Do your clients prefer the heat or the cold? Either way the stones are applied in stone massage, your clients will reap the benefits.

You can help provide this to your clients by learning the proper application of stone massage through home-study courses in the privacy of your home or office and easily implementing the tools into practice.

The heating and cooling effects of the stones, placed strategically along the body’s pressure points, add to regular massage techniques, helping the body’s muscles to relax faster and easier.

A stone massage typically consists of heated or chilled stones of varying sizes. Often basalt, a volcanic rock that conducts heat well, is the mineral of choice in the treatment. But other types can be used.

Massage therapists trained in the application of this technique place the stones along the spine, in the palms of the hands and between the toes.

Stone massage can be used to treat numerous conditions like multiple sclerosis, arthritis, fibromyalgia, insomnia and depression. It has also been known to help with back pain, stress and anxiety.

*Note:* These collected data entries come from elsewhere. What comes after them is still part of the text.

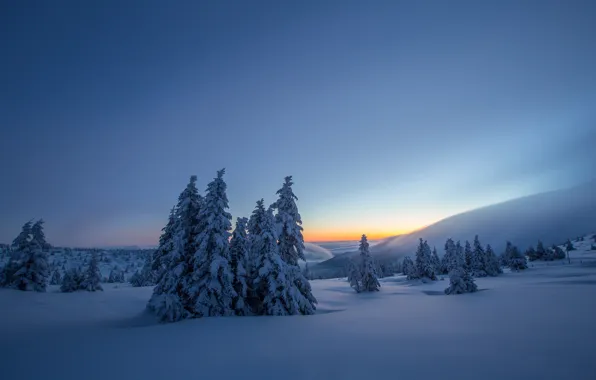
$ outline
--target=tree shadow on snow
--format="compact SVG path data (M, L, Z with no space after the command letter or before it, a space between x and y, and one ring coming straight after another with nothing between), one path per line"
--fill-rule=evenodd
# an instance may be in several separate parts
M489 290L489 289L486 289L486 288L478 289L474 293L483 292L485 290ZM421 292L426 294L427 296L445 296L446 295L445 291L439 291L439 290L422 290Z

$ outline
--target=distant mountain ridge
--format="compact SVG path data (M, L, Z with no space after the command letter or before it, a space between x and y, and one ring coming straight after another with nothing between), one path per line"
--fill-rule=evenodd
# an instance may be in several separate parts
M398 260L414 255L420 238L444 253L445 241L472 241L479 235L501 253L507 241L524 250L541 240L561 244L567 238L596 230L596 180L569 189L513 199L445 218L410 234L389 237L371 248L378 260ZM344 266L356 252L338 255L313 269Z

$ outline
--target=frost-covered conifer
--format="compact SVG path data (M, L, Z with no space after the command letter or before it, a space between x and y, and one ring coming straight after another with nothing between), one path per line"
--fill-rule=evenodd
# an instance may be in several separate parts
M272 205L277 209L275 221L278 227L278 245L279 254L283 261L291 267L288 274L294 274L292 281L302 293L304 299L308 300L305 305L301 305L301 314L314 314L316 310L317 299L312 294L312 289L308 279L304 277L298 261L306 261L304 258L304 238L302 236L302 218L298 212L296 201L298 197L292 190L292 176L284 178L284 184L277 191L279 198Z
M31 231L29 225L29 223L26 223L23 226L21 234ZM38 233L43 235L43 222L37 222L35 226L39 229ZM12 283L19 290L45 292L50 276L48 257L42 251L39 241L34 240L31 235L28 234L29 238L27 240L19 241L20 259L14 267L18 269L13 274ZM21 235L17 239L20 237Z
M356 259L350 260L348 264L348 283L356 293L362 291L362 273L360 272L360 267L361 265Z
M173 247L162 256L165 269L153 289L147 308L155 313L160 322L175 322L191 315L194 308L187 288L190 259L195 253L195 237L202 198L196 187L197 176L191 176L184 191L178 197L176 222L173 226Z
M52 278L50 279L50 285L60 285L62 283L62 277L60 276L60 272L58 269L52 273Z
M538 260L538 253L536 252L533 246L530 246L528 247L528 249L526 249L525 255L528 257L528 260L530 261Z
M474 249L470 261L470 274L474 277L486 277L486 252L480 244L478 235L474 237Z
M101 287L101 272L97 263L97 253L93 251L91 253L91 261L85 272L85 280L83 281L82 287L88 292L96 292L98 290L103 291Z
M37 244L42 251L46 251L50 249L52 246L48 244L46 241L46 235L43 232L43 225L44 220L39 219L35 224L31 227L31 240Z
M545 260L546 257L547 257L546 249L544 248L544 245L542 244L542 242L538 241L538 244L536 245L536 260ZM530 260L532 260L532 258L530 258Z
M501 269L501 263L499 262L499 258L493 251L490 244L486 246L486 274L491 277L498 276L499 274L503 273Z
M449 274L449 287L445 294L473 293L478 290L474 277L465 270L463 266L454 268Z
M85 275L81 272L80 268L71 268L66 271L62 277L62 285L60 291L64 293L76 292L77 290L83 289L83 282L85 281Z
M207 194L199 216L196 252L191 259L192 275L187 285L189 299L197 317L234 314L232 300L234 276L230 268L230 230L232 215L227 212L225 170L207 185Z
M402 262L402 271L407 276L408 280L419 278L416 266L414 265L414 262L410 256L404 257L404 261Z
M445 242L445 256L443 256L442 269L444 274L449 274L452 269L458 267L458 252L457 247L452 239L447 239Z
M420 239L420 244L416 250L416 271L422 279L436 280L435 269L432 264L432 254L430 246L426 241Z
M505 257L507 266L512 271L520 271L528 268L526 257L521 254L519 249L511 244L511 242L507 242L507 247L505 248Z
M464 266L468 272L472 270L472 246L470 242L466 240L465 249L464 249Z
M155 281L159 281L163 272L168 268L168 257L170 252L174 250L174 233L176 230L176 208L172 207L168 223L162 228L162 234L159 237L159 246L153 253L153 262L151 263L151 270Z
M236 227L232 232L232 239L230 240L230 265L232 274L234 276L234 290L236 296L232 300L232 306L236 315L250 314L250 305L248 298L248 273L246 267L248 265L249 243L246 232L246 218L237 218Z
M259 231L252 236L251 249L256 258L253 279L255 295L254 312L261 315L293 315L300 313L300 304L306 303L288 273L294 268L279 255L277 226L271 210L265 211L262 201L257 203L255 218ZM254 213L253 213L254 214Z
M379 280L377 278L375 263L372 256L370 255L369 244L366 235L362 235L362 238L360 239L359 250L362 261L362 291L379 291L381 284L379 284Z
M441 274L441 259L439 258L439 254L437 253L437 247L433 247L431 262L435 271L435 275Z

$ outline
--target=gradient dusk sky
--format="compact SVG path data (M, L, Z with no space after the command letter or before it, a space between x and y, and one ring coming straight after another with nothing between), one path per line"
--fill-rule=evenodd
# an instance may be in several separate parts
M8 1L0 242L154 244L197 174L307 240L596 174L596 1Z

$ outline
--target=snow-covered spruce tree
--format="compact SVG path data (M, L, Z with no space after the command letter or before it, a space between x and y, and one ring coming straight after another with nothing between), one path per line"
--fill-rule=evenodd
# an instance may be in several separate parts
M60 291L63 293L76 292L77 290L83 289L83 282L85 281L85 275L80 268L71 268L64 273L62 277L62 284Z
M253 311L260 315L300 314L302 304L308 302L292 281L294 267L282 260L277 243L277 226L271 209L265 211L262 201L257 203L254 220L259 221L259 235L252 237L251 249L256 258L252 280L254 294Z
M29 221L21 228L21 233L12 241L8 262L2 268L0 286L11 288L15 286L14 274L19 270L23 251L27 249L31 239L32 221Z
M62 277L60 276L60 272L58 269L54 270L52 273L52 278L50 279L50 285L60 285L62 283Z
M444 274L449 274L452 269L458 267L457 246L452 239L445 242L445 256L443 256L442 269Z
M196 317L234 315L232 305L237 296L230 267L229 239L232 215L227 212L225 170L207 185L207 194L199 215L196 252L191 258L192 274L187 285Z
M449 287L445 289L445 294L473 293L476 290L478 290L478 286L474 282L474 277L470 276L463 265L451 270Z
M360 272L359 259L351 259L348 264L348 283L350 287L360 293L362 291L362 273Z
M416 271L421 279L435 281L437 276L432 264L432 254L430 246L426 241L420 239L420 244L416 250Z
M155 286L155 275L156 272L153 271L153 257L152 255L147 255L141 272L138 273L135 281L133 282L131 279L130 283L135 287Z
M517 272L528 268L526 257L511 242L507 242L505 257L507 257L507 266L512 271Z
M441 274L441 259L439 258L439 254L437 253L437 247L433 247L433 252L431 255L431 262L433 264L433 268L435 271L435 275Z
M35 226L43 235L43 222L38 221ZM19 251L20 261L12 280L14 286L24 291L45 292L50 269L47 254L42 250L39 241L31 236L28 241L20 243Z
M414 262L410 258L410 256L404 257L404 261L402 262L402 271L404 275L408 278L408 280L414 280L419 278L418 271L416 270L416 266Z
M159 237L159 246L153 253L151 270L157 283L163 272L167 269L168 255L174 250L174 232L176 229L176 207L172 207L168 217L168 223L162 228L162 234Z
M101 287L101 272L99 271L97 253L95 251L91 253L91 261L89 261L89 266L85 272L85 280L82 283L82 287L88 292L103 291Z
M160 322L176 322L192 315L194 307L189 299L185 277L190 277L190 259L195 253L195 237L202 198L196 186L197 176L191 176L184 191L178 197L176 222L173 226L173 247L162 256L165 267L147 308L155 313Z
M472 293L478 289L474 282L474 277L466 270L466 257L461 248L461 244L458 241L455 245L455 254L451 261L451 270L449 271L449 287L445 289L445 294Z
M503 273L501 269L501 263L499 262L499 258L493 251L490 244L486 246L486 274L491 277L495 277Z
M377 278L377 271L375 263L370 255L368 239L366 235L362 235L360 239L360 257L362 260L362 291L364 292L378 292L381 284Z
M246 273L248 281L247 301L251 310L258 312L263 296L258 294L258 289L255 288L253 280L257 277L257 268L260 263L261 254L261 227L263 226L263 218L265 217L265 201L259 199L255 209L248 219L248 264L246 266Z
M310 282L304 277L298 261L306 261L304 258L304 238L302 236L302 218L298 213L298 206L296 201L298 197L292 190L292 176L284 178L284 184L281 189L277 191L279 198L272 205L277 209L275 221L278 226L278 245L279 254L283 261L292 268L290 274L295 277L292 281L302 293L306 302L300 306L300 313L304 315L314 314L316 310L317 299L312 294Z
M466 260L464 262L464 266L466 270L469 272L472 270L472 246L470 245L470 242L467 240L464 248L464 258Z
M230 240L230 265L232 275L234 278L233 286L236 291L236 296L232 300L232 307L236 315L249 315L250 305L247 300L248 297L248 273L246 267L248 265L248 234L246 232L246 225L248 219L237 218L234 232L232 232L232 239Z
M474 237L474 249L472 250L472 257L470 262L470 274L474 277L486 277L486 252L480 244L478 235Z
M545 260L547 256L547 252L546 249L544 248L544 245L542 244L541 241L538 241L538 244L536 245L536 260ZM530 258L530 260L532 260Z
M35 242L35 244L41 247L42 251L47 251L52 248L52 246L46 241L46 235L43 232L44 223L45 222L43 219L39 219L37 222L35 222L35 224L31 227L31 239Z
M526 249L525 255L528 257L528 260L530 261L538 260L538 254L533 246L529 246L528 249Z

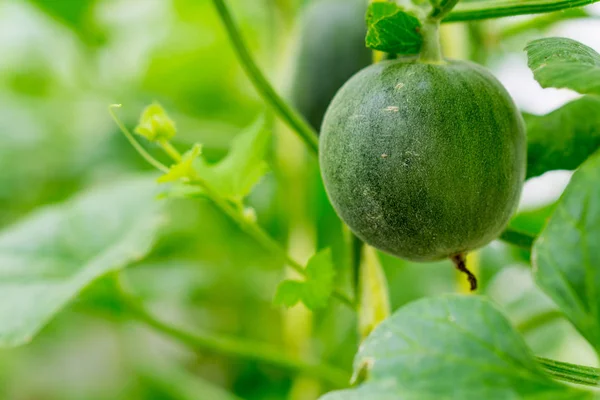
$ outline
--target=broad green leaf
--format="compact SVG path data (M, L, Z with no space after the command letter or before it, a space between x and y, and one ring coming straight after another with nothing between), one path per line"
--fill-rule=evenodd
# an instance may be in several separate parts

Other benefits of hot and cold stone massage include aiding in decongestion, increasing oxygen intake, having deeper muscle penetration, improving blood circulation, reducing swelling in the body, reducing stress and the cleansing of toxins in the body.

But this technique isn’t for everyone and precaution should be taken for some clients. Those clients who are sick, have a heart or circulation condition, or sensitive skin should not receive stone massage.

An Internet search revealed numerous home-study courses available for any massage therapist to take to fulfill his or her continuing education requirements.

For stone massage, some of the courses offered cover such topics the differentiation of stones shapes, stone sizes, giving holistic stone facials, mineralogy, recommended uses of stones, stone placement, ayurvedic principles and detoxification protocols.

Make sure to check with your national and state licensing bodies to make sure the courses you select are acceptable for continuing education credits.